お日様のとなり


イチくんと橋本さんって、普段から仲がいいのかな。

橋本さんは同じクラスだけど、イチくんはクラスが別だから、普段の様子なんて分からない。

そもそも、橋本さんと仲が良いのかなんて、私が気にすることじゃないんだけど。



「おう、イチ!ちょうど今からミニゲームやるから、サッカー入ってけよ」

グラウンドを一緒に回っていると色々な人に声をかけられているイチくん。

そこでいよいよ練習にまで誘われているのを見て。

イチくんって有名人だったんだ……。

今更ながらに、隣で目を丸くしている私。

「えー……」

「んだよ、やる気ねーな。
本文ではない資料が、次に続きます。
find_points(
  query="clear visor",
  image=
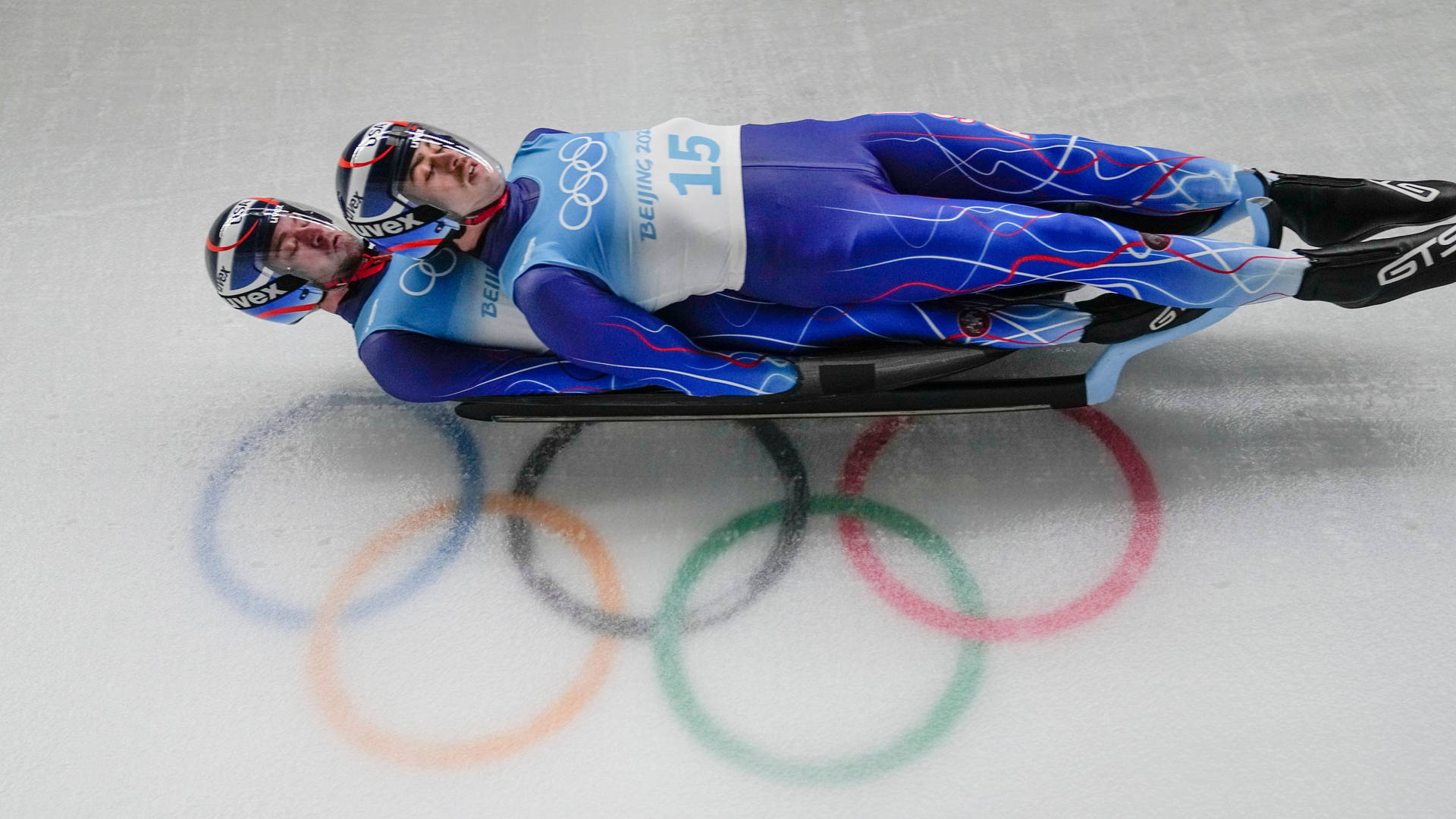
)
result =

って、え?垣谷みあ?なんでイチなんかと一緒にいんの?」

イチくんに声を掛けてくる人は、もれなく私にも視線を移して、まるで珍しいものでも見るような顔をしていった。

その度にイチくんは、
「ほら、カメラ下向けない」
と言って、俯く私の顔を上げさせてくれた。

カッターシャツを脱いで、ティーシャツになったイチくんはその辺に服を投げ捨てる。

「え?え?」

慌ててその服を拾い上げに行こうとしたら、腕を掴まれた。

「スイッチ入ったから、ちょっと行ってくる。服はどうでも良いけど、カメラだけはみあが持ってて」

「わ、わかった。ところでスイッチって何のスイッチ?私、変なとこ押しちゃった?」

「は?」

慌ててカメラを確認する私に、イチくんは変な顔をしたけれど、それどころではなかった私は気が付かなかった。